A troubled Florissant nursing home and its owners are being sued for the wrongful death of an 85-year-old man.
Ronald Taylor developed bed sores and died at Rancho Rehabilitation Healthcare Center in 2022 due to negligence and inadequate care he received at the skilled nursing facility, according to a lawsuit filed last week in St. Louis County Circuit Court by his sister.
Rancho Rehabilitation & Healthcare Center, located at 615 Rancho Lane, is owned by Jack Wolf, who is referred to in court documents as Jack Wolf, who is accused of creating “budgets and staffing strategies that minimized the number, quality, safety, training and oversight of employees in order to maximize profits.”
According to the lawsuit, Taylor was admitted to the facility in March 2022. Her condition deteriorated and she developed staged pressure wounds, or bed sores, in September. Staff failed to address Taylor’s condition, and Taylor died at Rancho Rehabilitation Healthcare Center on Nov. 15, 2022, the lawsuit alleges.
Anyone else reading this…
“(Taylor) was subjected to abusive and negligent treatment and Defendants made no or inadequate changes to his care to protect him from injury,” and his injuries and death were foreseeable, the lawsuit states.
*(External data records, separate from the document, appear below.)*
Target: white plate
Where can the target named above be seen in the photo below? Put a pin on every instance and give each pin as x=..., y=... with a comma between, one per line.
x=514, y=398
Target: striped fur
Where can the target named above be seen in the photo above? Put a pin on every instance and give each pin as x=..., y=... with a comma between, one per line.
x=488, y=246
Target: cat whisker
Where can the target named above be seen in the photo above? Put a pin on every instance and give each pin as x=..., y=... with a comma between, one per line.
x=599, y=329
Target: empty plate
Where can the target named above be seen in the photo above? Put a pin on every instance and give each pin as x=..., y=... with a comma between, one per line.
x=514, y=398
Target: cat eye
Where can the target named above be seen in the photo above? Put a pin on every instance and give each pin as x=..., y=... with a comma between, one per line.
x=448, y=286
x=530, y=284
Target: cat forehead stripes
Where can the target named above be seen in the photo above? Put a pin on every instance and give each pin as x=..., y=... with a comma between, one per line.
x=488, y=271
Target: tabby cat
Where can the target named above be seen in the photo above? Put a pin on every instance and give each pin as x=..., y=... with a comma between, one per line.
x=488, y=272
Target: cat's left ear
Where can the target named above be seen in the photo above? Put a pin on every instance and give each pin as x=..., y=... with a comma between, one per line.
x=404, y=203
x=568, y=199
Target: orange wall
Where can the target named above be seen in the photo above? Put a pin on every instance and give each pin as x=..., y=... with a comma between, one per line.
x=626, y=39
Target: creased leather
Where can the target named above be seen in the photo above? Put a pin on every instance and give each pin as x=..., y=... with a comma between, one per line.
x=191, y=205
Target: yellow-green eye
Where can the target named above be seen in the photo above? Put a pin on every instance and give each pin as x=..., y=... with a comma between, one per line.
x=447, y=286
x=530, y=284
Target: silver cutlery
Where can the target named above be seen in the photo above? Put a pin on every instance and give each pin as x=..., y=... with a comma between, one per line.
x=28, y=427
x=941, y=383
The lawsuit also names New Jersey-based management companies Luxor Healthcare LLC, Rancho Propco LLC and MO Operations Holdings LLC, all of which provide health care services at the Florissant nursing home and have ties to Wolf.
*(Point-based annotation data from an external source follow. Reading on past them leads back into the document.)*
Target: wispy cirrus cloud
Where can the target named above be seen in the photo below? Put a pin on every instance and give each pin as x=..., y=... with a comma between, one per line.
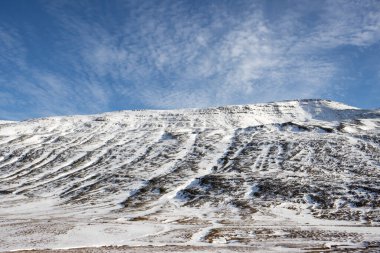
x=125, y=54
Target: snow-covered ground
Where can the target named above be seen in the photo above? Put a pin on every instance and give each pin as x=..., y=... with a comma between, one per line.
x=269, y=177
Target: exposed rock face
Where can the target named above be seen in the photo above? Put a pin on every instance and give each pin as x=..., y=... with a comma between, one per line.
x=317, y=156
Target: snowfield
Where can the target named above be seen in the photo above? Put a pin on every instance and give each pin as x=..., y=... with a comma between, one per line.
x=297, y=175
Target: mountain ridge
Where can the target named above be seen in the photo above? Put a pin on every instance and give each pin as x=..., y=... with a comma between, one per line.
x=194, y=176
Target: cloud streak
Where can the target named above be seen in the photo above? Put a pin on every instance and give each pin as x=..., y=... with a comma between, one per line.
x=125, y=54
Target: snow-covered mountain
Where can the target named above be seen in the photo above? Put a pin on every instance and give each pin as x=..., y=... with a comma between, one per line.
x=284, y=174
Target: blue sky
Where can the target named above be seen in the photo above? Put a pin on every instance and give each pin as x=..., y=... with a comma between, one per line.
x=81, y=57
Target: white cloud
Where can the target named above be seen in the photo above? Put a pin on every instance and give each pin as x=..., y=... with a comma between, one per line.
x=168, y=54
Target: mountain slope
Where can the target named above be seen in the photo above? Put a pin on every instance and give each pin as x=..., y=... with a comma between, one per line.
x=194, y=175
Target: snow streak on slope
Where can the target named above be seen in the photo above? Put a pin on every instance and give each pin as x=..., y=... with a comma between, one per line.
x=266, y=176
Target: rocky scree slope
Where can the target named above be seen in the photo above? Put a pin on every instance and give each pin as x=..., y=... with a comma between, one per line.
x=318, y=155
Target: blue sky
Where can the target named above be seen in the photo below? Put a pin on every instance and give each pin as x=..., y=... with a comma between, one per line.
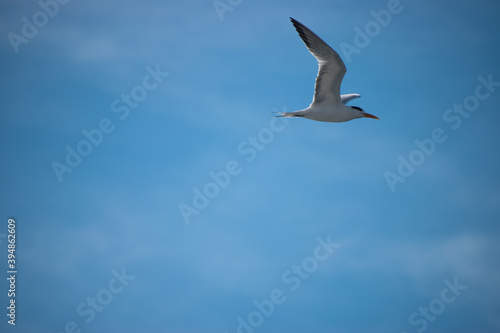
x=386, y=225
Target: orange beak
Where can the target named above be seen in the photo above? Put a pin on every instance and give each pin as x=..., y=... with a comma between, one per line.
x=367, y=115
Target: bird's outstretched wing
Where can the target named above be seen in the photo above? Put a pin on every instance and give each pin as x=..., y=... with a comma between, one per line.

In 2021, Luxor Healthcare acquired Rancho Rehabilitation and Healthcare Center, Beauvais Rehabilitation and Healthcare Center in the Shaw area, and Hillside Rehabilitation and Healthcare Center in the Baden area.
Union workers at three facilities in the Luxor area have been in a stalemate for months with the operator over a new contract, with the original agreement expiring in May.
All three of Luxor’s nursing homes have received one-star ratings from the Centers for Medicare & Medicaid Services, and state inspectors have given each facility an “immediate hazard” warning, the most serious level, in the past year.
The report cited issues including residents not receiving their medication on time, nurses and doctors not examining residents properly, expired medication in the medication room, raw food being served, inadequate pest control and damaged and dirty floors and walls.
Luxor’s website does not list which nursing homes the company is involved with, but in addition to the three facilities in the St. Louis area, CEO Wolf and President Asher Marx also have stakes in eight other nursing homes in Missouri, according to CMS records.
Neither Rancho Rehabilitation Healthcare Center nor Luxor Healthcare immediately responded to requests for comment.
Taylor’s sister, Joyce Carpenter, is suing the Florissant nursing home for both wrongful death and loss of chance for recovery and survival. The lawsuit seeks a jury trial.